Connect with Friends and Colleagues
In regard to the second: studies have shown that in times of social isolation, more than connection with one’s partner or family members, what helps ward off loneliness is connection with one’s friends and colleagues. Hence keeping in contact with our friends and acquaintances outside our immediate family circle is important. This can be done easily today through the means of communication available to us. An easy topic for conversation with friends and colleagues is discussion on how we are facing this imposed isolation and how we and our work are affected by it.


Even if we are not connecting in person with those outside, virtual connection through social media also helps. Besides, engagement with social media can keep us busy and ward off boredom. However, it is important to keep in mind that too much engagement with social media, especially when it distances us from those we live with is not a good thing. Fake news amply available on social media can cause fear and anxiety.

Create Pleasant Environment
In regard to the third: Creating a pleasant environment in the space we are confined in is especially important. We can do this first of all by avoiding negative and critical conversations. Planning and executing celebratory events brings joy and togetherness.


Busy parents who otherwise have not had enough time to spend with children are given a golden opportunity. Play with them, do fun things with them. Read stories to the very small children.
Cooperative cleaning up the house or giving a new coat of paint to the walls also help create pleasant environment. Even re-arranging the furniture can contribute to creation of a pleasant physical space.

Fight Boredom
In regard to the third: Reduced activity arising from absence from our place and the hassle of travel leaves time on our hands. Not knowing how to utilize it can lead to boredom and irritation.
The activities involved in creating a pleasant environment as described are great ways to beat boredom.

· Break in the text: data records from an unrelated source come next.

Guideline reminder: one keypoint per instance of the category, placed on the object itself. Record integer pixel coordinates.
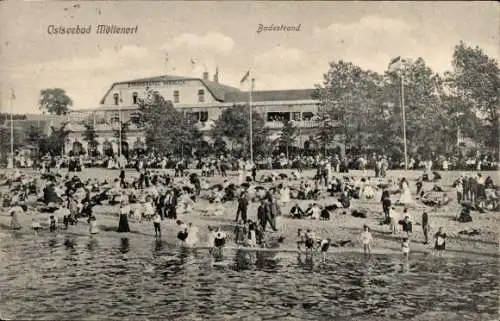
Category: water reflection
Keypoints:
(69, 243)
(124, 245)
(184, 284)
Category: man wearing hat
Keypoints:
(242, 207)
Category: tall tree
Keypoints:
(168, 131)
(288, 135)
(234, 125)
(424, 117)
(475, 82)
(90, 136)
(55, 101)
(120, 134)
(347, 97)
(57, 139)
(5, 142)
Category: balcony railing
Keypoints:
(300, 124)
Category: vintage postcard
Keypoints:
(249, 160)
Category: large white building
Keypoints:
(203, 98)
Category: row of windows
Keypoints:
(202, 116)
(176, 97)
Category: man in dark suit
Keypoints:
(264, 215)
(242, 207)
(296, 211)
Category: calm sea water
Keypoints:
(80, 278)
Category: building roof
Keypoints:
(44, 122)
(218, 90)
(271, 95)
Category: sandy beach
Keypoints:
(340, 227)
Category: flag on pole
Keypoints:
(395, 64)
(245, 77)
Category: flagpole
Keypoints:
(251, 120)
(404, 120)
(120, 130)
(12, 131)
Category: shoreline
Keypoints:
(340, 227)
(143, 234)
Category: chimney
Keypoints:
(216, 75)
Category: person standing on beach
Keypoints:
(93, 225)
(405, 248)
(156, 224)
(386, 204)
(123, 226)
(394, 218)
(242, 207)
(366, 239)
(425, 226)
(325, 244)
(440, 241)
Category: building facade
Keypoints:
(201, 98)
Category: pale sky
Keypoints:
(224, 33)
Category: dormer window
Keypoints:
(201, 96)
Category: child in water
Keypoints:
(301, 239)
(183, 232)
(405, 248)
(252, 235)
(366, 239)
(52, 223)
(93, 225)
(325, 244)
(219, 242)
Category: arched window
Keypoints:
(201, 96)
(203, 116)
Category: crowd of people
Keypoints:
(152, 196)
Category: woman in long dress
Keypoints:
(192, 238)
(123, 224)
(405, 193)
(285, 195)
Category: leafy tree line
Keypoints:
(365, 107)
(359, 109)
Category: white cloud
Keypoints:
(212, 42)
(105, 60)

However there is something more important. Even within the closed spaces, we have to create a personal space where we can occasionally isolate ourselves and be able to do things we are interested in without interference from others.


The solitude that such personal spaces provide can also help us to devote time and energy to projects we are interested in. For example, if we are technologically oriented, we can experiment creatively. If we are inclined toward literary pursuits, this is the time to write that article that we have dreamed of, but had not found time for. We can start writing the first pages of that wonderful book have been dreaming of writing. The time at our disposal gives us opportunity also to try out creative cooking and baking.


Settling comfortably with a favourite book can be both exciting and relaxing. When we do that from our balcony or from our garden (f we have one) we are also refreshed by nature. Sitting quietly outdoors, doing nothing important, but simply taking in the nature around us, can be very refreshing and will make the time spent within less boring.


Exercise is a great boredom buster. Moreover, it energizes mind an body, reduces anxiety and increases feelings of wellbeing.  Yoga, qigong, tai-chi, and simple aerobics, besides beating boredom, help stimulate and strengthen the immune system. Acupressure is a very simple routine we can engage in when we sit alone or with others. It is as simple as pressing, rubbing or tapping some specific pressure points in the body. We can easily find these points and methods through a search on Google.

Tending to plants is a great stress reliever. Some of us may have potted plants inside the room. Some of us may be even more fortunate and have a garden to tend. Contact with mother earth and elements of nature through gardening will refresh our bodies and spirit and enliven our relationships, besides helping us fight off boredom.



The lockdown, despite the limitations and inconveniences it imposes upon us, can also turn out to be a great life-enhancer.